Facts of the Case

Provided by Oyez

On August 22, 2013, a jury convicted Louis McIntosh of multiple Hobbs Act robbery-related offenses and gun charges, leading to a near-life sentence of 720 months. The district court granted some relief by vacating specific counts but imposed a forfeiture amount inconsistently between oral and written judgments. On appeal, the government belatedly submitted a forfeiture order, which both the district court and the U.S. Court of Appeals for the Second Circuit upheld despite its tardiness. The appellate court vacated one of the §924(c) counts but reinstated others, rejecting the petitioner's arguments. After a Supreme Court decision in United States v. Taylor, 596 U.S. __ (2022), which held that attempted Hobbs Act robbery is not a crime of violence under 18 U.S.C. § 924(c) the Court granted certiorari, leading to a remand. However, the Second Circuit mostly upheld its prior rulings, making only minor changes.


  1. May a district court enter a criminal forfeiture order when the time limit specified in the Federal Rules of Criminal Procedure has already passed?


  1. A district court’s failure to comply with Federal Rule of Criminal Procedure 32.2(b)(2)(B)’s requirement to enter a preliminary order imposing criminal forfeiture before sentencing does not bar a judge from ordering forfeiture at sentencing subject to harmless-error principles on appellate review. Justice Sonia Sotomayor authored the unanimous opinion of the Court.

    There are three types of time limits: jurisdictional deadlines, mandatory claim-processing rules, and time-related directives. Jurisdictional deadlines completely deprive a court of power to act if missed, while mandatory claim-processing rules regulate the timing of motions and claims, and if properly invoked, bar the relevant action after the deadline passes. Time-related directives, on the other hand, encourage prompt action but do not deprive an official of power to act if the deadline is missed.
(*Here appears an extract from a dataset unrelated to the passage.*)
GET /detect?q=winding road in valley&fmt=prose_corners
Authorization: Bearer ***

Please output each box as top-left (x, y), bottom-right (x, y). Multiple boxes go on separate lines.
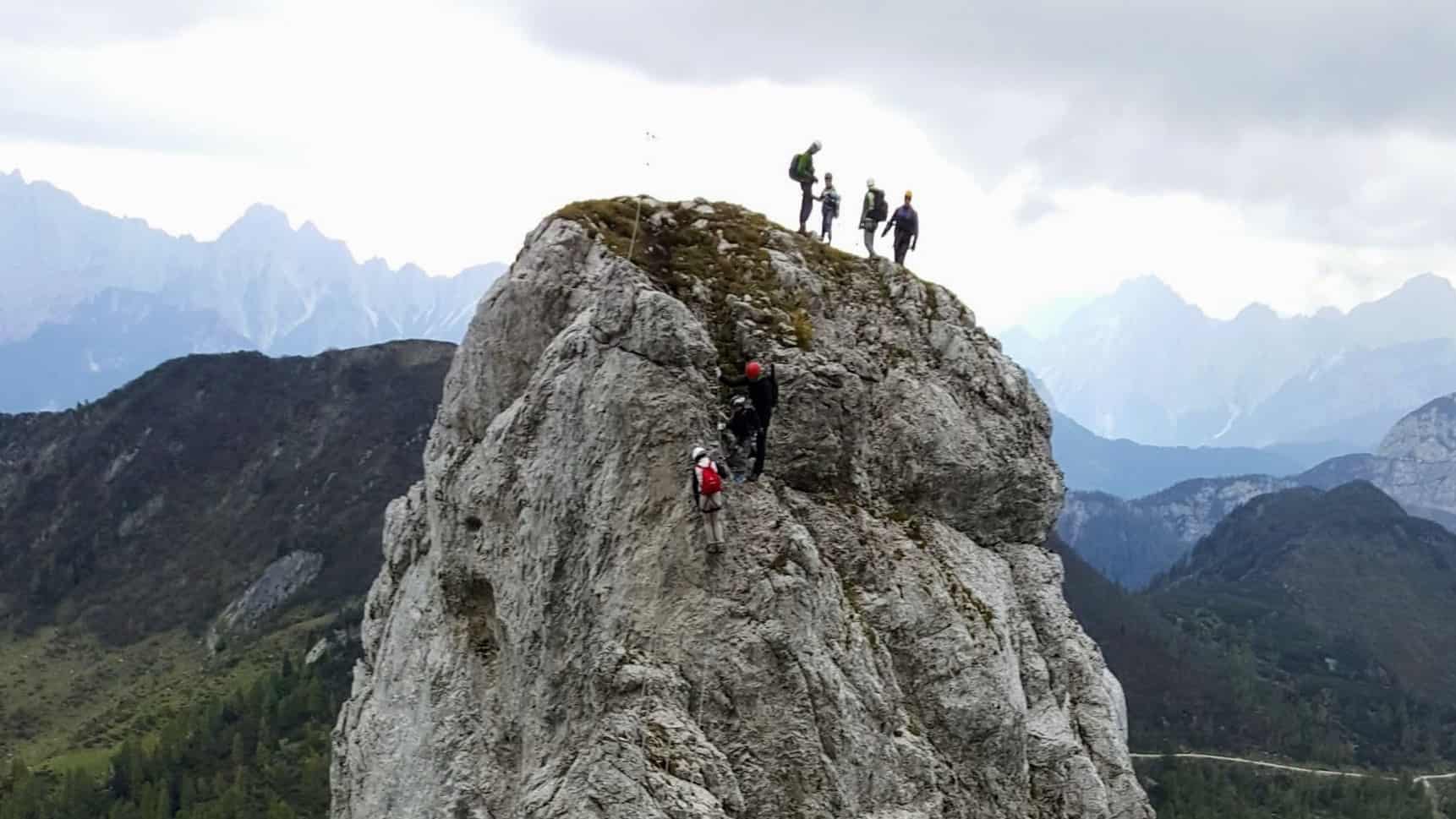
top-left (1131, 754), bottom-right (1456, 787)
    Rule 32.2(b)(2)(B) is a time-related directive for several reasons. First, the rule’s language contemplates flexibility by allowing for exceptions when compliance is “impractical” and using indeterminate language like “sufficiently in advance.” Second, unlike other parts of Rule 32.2, this provision does not specify a consequence for noncompliance. Third, the rule governs the conduct of the court, not the litigants, which is more characteristic of time-related directives than claim-processing rules. Thus, a district court’s failure to enter a preliminary forfeiture order before sentencing does not deprive it of the power to order forfeiture.